Tussen J. Capronstraat en Colaertplein. Vroeger Stationslaan genoemd, en na de Eerste Wereldoorlog Maarschalk Fochlaan naar de opperbevelhebber van de geallieerde legers in 1918. Rechte straat aangelegd in begin 1900 na het slechten van de westelijke vestingmuur en het dempen van de aansluitende Boterplas, in het kader van de uitbouw van het stationskwartier (zie Colaertplein). Voornamelijk woonfunctie met middelgrote en grote burgerwoningen; ook herbergen. In de jaren 1960, bouw van de overdekte veemarkt aan de westelijke straatzijde, op de hoek bij de Goesdamstraat.

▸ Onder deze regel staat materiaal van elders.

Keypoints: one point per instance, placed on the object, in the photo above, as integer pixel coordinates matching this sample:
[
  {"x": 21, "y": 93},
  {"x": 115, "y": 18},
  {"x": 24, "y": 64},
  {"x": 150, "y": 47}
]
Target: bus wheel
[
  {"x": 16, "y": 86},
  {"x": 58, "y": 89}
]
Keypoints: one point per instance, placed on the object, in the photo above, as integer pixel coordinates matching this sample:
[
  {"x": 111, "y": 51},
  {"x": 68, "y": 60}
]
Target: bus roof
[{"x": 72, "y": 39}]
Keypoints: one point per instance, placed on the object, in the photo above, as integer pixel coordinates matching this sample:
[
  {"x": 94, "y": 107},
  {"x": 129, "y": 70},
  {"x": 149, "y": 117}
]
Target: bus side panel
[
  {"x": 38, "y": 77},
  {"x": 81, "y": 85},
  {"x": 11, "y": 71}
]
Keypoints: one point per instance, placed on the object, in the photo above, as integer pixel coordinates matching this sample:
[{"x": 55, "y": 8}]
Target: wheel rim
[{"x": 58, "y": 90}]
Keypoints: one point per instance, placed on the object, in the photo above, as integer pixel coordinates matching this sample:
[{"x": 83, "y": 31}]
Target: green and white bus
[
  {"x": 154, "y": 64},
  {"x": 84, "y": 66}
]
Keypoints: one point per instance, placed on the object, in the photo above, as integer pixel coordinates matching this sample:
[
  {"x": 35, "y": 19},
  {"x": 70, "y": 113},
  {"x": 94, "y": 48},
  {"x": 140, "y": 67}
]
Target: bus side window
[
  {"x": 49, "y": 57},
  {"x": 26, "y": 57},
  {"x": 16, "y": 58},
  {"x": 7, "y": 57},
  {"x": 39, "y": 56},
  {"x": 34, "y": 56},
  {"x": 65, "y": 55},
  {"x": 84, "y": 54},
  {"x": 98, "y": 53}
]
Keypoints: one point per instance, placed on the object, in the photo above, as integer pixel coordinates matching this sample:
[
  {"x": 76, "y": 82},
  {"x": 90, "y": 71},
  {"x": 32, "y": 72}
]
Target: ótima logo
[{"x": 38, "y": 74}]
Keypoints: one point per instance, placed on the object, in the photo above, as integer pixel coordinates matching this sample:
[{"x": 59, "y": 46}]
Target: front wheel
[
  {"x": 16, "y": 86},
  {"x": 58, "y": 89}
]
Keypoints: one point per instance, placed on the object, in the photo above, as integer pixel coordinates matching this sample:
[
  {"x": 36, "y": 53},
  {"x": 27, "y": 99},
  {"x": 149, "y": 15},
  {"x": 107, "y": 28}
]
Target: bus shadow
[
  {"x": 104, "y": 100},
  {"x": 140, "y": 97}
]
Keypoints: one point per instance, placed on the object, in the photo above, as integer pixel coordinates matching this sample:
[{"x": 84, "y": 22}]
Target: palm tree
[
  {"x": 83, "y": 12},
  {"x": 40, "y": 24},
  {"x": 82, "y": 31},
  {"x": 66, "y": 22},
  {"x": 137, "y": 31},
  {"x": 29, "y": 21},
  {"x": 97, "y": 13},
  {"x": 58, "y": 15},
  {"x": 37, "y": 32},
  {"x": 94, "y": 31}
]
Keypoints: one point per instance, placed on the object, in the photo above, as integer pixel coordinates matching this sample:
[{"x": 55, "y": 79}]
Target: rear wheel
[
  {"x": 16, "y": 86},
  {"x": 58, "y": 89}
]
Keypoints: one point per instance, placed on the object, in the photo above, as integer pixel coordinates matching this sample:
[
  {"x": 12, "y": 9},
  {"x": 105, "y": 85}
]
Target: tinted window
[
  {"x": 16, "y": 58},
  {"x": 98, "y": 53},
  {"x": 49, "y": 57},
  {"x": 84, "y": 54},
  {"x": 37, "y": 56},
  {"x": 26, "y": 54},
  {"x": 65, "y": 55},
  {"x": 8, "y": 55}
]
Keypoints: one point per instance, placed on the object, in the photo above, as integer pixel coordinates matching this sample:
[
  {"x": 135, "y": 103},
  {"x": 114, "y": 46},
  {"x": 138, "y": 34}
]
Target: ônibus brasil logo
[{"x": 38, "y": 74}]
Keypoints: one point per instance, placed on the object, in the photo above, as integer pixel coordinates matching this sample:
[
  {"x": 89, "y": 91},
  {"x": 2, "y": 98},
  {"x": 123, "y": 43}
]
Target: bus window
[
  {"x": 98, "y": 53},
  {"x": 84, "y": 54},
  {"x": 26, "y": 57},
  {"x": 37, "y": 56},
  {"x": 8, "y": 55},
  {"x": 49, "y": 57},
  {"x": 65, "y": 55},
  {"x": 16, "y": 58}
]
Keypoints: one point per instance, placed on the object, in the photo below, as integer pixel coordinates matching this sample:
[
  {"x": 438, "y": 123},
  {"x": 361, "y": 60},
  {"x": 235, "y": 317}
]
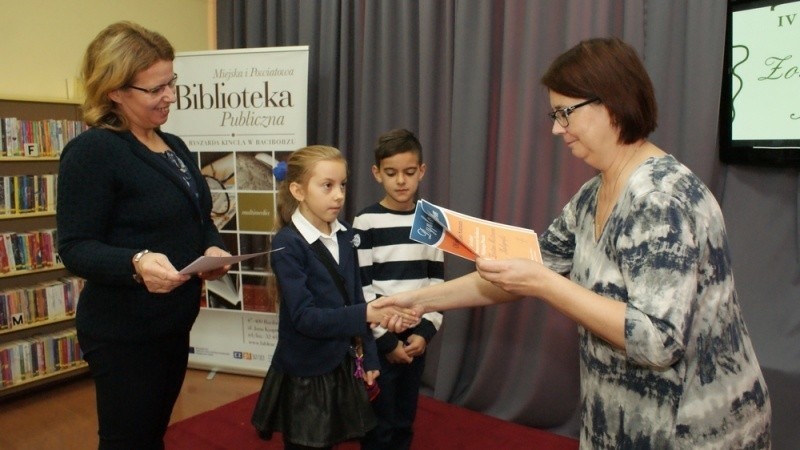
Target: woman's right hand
[
  {"x": 158, "y": 274},
  {"x": 387, "y": 318}
]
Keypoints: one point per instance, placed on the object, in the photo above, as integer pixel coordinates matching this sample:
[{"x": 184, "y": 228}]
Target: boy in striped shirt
[{"x": 391, "y": 263}]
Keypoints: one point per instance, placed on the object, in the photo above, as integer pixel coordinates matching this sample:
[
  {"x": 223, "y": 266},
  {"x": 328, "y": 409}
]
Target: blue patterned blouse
[{"x": 689, "y": 378}]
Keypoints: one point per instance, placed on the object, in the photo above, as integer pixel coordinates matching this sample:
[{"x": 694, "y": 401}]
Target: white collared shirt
[{"x": 310, "y": 233}]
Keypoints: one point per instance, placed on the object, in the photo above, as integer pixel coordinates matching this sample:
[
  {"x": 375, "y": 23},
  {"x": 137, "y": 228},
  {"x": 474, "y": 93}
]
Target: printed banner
[{"x": 240, "y": 112}]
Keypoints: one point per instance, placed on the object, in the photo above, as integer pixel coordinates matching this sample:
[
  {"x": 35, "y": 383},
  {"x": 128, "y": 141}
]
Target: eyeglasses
[
  {"x": 160, "y": 88},
  {"x": 562, "y": 115}
]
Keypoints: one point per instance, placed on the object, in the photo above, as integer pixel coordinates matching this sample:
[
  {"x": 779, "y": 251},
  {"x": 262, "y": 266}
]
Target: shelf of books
[{"x": 38, "y": 342}]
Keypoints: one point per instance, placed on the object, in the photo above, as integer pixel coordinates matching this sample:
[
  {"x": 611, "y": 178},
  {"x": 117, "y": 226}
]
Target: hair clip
[{"x": 279, "y": 171}]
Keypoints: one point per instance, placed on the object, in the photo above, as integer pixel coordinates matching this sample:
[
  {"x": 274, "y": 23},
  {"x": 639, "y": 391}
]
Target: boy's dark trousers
[{"x": 396, "y": 405}]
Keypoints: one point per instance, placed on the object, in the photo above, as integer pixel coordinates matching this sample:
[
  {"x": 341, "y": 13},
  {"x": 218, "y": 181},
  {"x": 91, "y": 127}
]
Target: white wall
[{"x": 42, "y": 41}]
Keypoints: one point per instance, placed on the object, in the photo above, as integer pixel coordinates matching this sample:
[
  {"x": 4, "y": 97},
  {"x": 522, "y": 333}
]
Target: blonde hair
[
  {"x": 112, "y": 60},
  {"x": 298, "y": 170}
]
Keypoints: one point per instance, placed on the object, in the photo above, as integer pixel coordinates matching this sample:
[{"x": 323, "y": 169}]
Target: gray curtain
[{"x": 464, "y": 75}]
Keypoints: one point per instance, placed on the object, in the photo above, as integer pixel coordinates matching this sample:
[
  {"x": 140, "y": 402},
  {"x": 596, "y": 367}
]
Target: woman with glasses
[
  {"x": 639, "y": 260},
  {"x": 133, "y": 208}
]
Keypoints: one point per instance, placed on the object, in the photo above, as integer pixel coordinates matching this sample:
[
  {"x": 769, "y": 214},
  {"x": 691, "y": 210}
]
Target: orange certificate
[{"x": 470, "y": 237}]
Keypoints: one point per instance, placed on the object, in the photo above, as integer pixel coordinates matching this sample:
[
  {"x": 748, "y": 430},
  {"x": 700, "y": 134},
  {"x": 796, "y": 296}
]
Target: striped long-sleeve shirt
[{"x": 392, "y": 263}]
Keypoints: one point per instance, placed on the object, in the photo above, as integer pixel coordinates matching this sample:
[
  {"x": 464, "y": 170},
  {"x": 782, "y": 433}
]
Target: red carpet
[{"x": 439, "y": 426}]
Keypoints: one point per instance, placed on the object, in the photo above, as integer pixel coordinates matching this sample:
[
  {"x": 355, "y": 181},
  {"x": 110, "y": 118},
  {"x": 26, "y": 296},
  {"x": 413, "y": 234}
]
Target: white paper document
[{"x": 206, "y": 263}]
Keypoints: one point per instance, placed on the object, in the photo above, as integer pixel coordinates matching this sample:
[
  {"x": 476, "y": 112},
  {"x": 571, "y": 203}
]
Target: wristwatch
[{"x": 136, "y": 276}]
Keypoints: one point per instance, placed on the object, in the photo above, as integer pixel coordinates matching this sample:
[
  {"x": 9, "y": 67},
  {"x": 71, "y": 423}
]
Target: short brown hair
[
  {"x": 394, "y": 142},
  {"x": 112, "y": 60},
  {"x": 608, "y": 69}
]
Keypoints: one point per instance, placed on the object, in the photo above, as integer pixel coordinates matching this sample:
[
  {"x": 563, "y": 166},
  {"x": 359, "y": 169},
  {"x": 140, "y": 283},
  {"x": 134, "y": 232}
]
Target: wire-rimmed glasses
[
  {"x": 160, "y": 88},
  {"x": 562, "y": 115}
]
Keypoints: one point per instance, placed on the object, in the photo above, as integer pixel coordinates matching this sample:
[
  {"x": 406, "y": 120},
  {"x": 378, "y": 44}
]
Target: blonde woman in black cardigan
[{"x": 133, "y": 207}]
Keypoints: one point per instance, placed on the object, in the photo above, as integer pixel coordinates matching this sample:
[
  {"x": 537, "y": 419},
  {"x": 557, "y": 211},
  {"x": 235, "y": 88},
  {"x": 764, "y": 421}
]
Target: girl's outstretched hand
[
  {"x": 380, "y": 312},
  {"x": 395, "y": 314}
]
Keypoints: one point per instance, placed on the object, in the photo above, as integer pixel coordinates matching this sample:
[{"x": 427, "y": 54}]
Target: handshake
[{"x": 390, "y": 313}]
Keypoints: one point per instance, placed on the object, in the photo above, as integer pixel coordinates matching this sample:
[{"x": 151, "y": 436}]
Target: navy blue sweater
[
  {"x": 115, "y": 198},
  {"x": 316, "y": 326}
]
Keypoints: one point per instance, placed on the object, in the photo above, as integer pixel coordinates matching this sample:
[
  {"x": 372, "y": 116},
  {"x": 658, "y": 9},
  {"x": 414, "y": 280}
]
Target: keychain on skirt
[{"x": 358, "y": 352}]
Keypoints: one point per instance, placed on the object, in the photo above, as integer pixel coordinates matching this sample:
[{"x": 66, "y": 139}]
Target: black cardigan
[{"x": 115, "y": 198}]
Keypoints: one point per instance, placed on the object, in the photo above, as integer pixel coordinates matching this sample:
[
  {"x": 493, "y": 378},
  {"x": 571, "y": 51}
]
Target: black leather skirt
[{"x": 314, "y": 411}]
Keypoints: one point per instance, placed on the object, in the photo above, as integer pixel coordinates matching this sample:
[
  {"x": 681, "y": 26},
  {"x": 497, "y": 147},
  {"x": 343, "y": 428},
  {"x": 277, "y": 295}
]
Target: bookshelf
[{"x": 52, "y": 335}]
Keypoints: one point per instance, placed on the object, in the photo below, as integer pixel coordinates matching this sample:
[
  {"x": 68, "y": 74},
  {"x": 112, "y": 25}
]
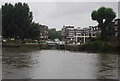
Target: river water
[{"x": 24, "y": 63}]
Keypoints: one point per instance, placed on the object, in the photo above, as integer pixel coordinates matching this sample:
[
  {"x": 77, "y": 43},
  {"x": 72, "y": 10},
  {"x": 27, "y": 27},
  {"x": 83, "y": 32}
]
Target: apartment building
[
  {"x": 68, "y": 32},
  {"x": 78, "y": 34},
  {"x": 117, "y": 27},
  {"x": 43, "y": 32}
]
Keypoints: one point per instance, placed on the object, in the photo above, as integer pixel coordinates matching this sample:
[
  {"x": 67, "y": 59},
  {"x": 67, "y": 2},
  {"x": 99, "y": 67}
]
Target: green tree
[
  {"x": 53, "y": 34},
  {"x": 104, "y": 16},
  {"x": 16, "y": 20}
]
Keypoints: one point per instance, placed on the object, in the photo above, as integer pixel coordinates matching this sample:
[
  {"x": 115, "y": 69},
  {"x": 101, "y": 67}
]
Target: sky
[{"x": 57, "y": 14}]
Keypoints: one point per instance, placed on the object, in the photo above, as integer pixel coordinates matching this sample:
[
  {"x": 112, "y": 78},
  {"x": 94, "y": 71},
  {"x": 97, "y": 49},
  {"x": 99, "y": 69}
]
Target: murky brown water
[{"x": 56, "y": 64}]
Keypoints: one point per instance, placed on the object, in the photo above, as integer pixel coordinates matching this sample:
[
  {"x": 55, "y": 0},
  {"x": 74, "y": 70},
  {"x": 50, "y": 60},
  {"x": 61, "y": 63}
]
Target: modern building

Basisbebouwing: breedhuizen van twee à drie bouwlagen onder al of niet geknikt zadeldak of mansardedak, uit het begin van de jaren 1920. Eén diephuis: nummer 20, gedateerd 1923 door middel van gevelstenen in de geveltop; links, laag koetshuis met twee korfboogpoorten.
Bouwmaterialen: baksteen; plint of sokkel vaak van arduin en/of Atrechtse zandsteen. Gebruik van simili- en/of Euvillesteen onder meer voor vensterconstructies en parementen.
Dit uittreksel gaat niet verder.